Question: How can one actually prove this?
Attempt: I calculated this for $N \leq 3$ by hand, and from the usual series definitions of $\exp$ and $\log$ in $\mathbb{R}$ it seems true that the functions are each others inverse. However, I am stuck when showing this for general $N$. I calculate $$ \log(\exp(a)) = \sum_{k=1}^N \frac{(-1)^{k+1}}k\left(\sum_{l=1}^N \frac{a^{\otimes l}}{l!}\right)^{\otimes k} = \sum_{k=1}^N \frac{(-1)^{k+1}}k\left(\sum_{j_1+\dots+j_N=k}\frac{k!}{j_1!\dots j_N!}\left(\frac {a^{\otimes 1}}{1!}\right)^{\otimes j_1} \dots \left(\frac {a^{\otimes N}}{N!}\right)^{\otimes j_N}\right) $$ One can simplify the right hand side a little further, but it got me nowhere. Does this approach lead to the correct answer after some non-obvious sum manipulations I am not seeing or is there a better approach?

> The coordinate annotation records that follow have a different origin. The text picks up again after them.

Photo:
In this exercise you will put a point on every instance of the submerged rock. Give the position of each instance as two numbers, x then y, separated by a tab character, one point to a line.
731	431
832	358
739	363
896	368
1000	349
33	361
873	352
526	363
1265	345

I would appreciate any help or hint on how to approach this problem.
Thanks in advance!
Edit: One approach I found (not writing down all the details and hopefully correct) sets $c_t = \exp(\log(1+at))$ and hence $$ \frac d{dt}c_t = \left(\frac{\partial}{\partial a}\exp(a)\right)\big|_{a = \log(1+at)} \frac{d}{dt}\log(1+at) = \exp(\log(1+at)) \frac{a}{1+ta} = c_t \frac{a}{1+ta} $$ But this ODE has the unique solution $c_t = 1+at$. Hence for $t = 1$, we have $\exp(\log(1+a)) = 1+a$, as we wanted. The calculation for $\log(\exp(a))$ is similar.
But I still wonder if there is some approach showing it by a direct calculation.